岡山の山火事も、今治の山火事も、たった一晩の雨で延焼の危険が無くなくなった。多くの人々が6日も消火に向けて懸命に頑張ったのに、なかなか火の勢いは収まらなかった。5,6時間の雨がそれをやってのけた。自然の力のすごさに脱帽である。ともかく、これ以上被害が及ばなくなったことに安堵した。
ウチの桜も開花した。このところの冷え込みで満開は少し遅れるだろう。見ごろは来週末ぐらいになるだろうか。周辺の山桜も目立つようになり、木々の間から桜色がチラホラ見えだした。ウグイスは日に日に鳴き方がうまくなり、心を和ませてくれている。
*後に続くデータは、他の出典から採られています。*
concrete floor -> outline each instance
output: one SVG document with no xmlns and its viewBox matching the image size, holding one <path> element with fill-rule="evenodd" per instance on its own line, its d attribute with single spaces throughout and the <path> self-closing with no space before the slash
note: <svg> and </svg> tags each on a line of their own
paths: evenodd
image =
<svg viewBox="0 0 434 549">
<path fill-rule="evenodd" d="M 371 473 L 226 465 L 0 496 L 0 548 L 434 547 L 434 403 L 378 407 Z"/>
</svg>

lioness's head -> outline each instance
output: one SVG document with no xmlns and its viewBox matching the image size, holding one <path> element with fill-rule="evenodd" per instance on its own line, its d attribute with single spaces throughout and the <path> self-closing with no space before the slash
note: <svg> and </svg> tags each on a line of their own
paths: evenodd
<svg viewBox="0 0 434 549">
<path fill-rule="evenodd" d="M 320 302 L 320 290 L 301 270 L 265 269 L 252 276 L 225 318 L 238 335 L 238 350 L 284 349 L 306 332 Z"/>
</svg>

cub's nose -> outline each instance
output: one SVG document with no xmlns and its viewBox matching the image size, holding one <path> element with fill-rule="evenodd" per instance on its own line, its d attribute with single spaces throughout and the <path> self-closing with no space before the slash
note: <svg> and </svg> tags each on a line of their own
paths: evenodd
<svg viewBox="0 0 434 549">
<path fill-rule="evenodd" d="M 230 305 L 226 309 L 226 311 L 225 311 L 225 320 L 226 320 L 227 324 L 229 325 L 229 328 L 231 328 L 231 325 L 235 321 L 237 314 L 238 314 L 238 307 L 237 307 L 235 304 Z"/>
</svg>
春到来である。
今、新聞で今村翔吾さんの「未だ 本能寺にあり」が連載されている。〈信長の死体はどこへいったか?〉というテーマの歴史ミステリーである。この小説、書き方が変わっていて、当事者の証言の聞き取りがほとんどである。明智光秀・信長に関わった、本能寺の変に関わった、様々な人の証言を聞き取り、それを元に真相に迫ろうとしている。〈信長は死んだのか? 死体はどこへいったのか?〉
信長が最後を迎えたのは本能寺の書院だが、大方の小説や映像では、最後に信長が回り縁に出てきて矢を放つところが描かれている。この期に及んで、何故出てきて戦うのか? いつも不思議だった。この最後の場面が今掲載中なのだが、前回の証言者は攻め手の明智軍の一人だった。今証言しているのは書院の中にいる女子衆、書院の中の様子が語られている。信長が回り縁に出て矢を放ったことは、内と外とでは見方が全然違う。視点が変わると、真相が違ってくる。
今村翔吾さんの本はここが面白い。視点の置き方が独特なのだ。今連載中の箇所は本全体のどれくらいの所か分からないが、この先の話の行方に興味津々だ。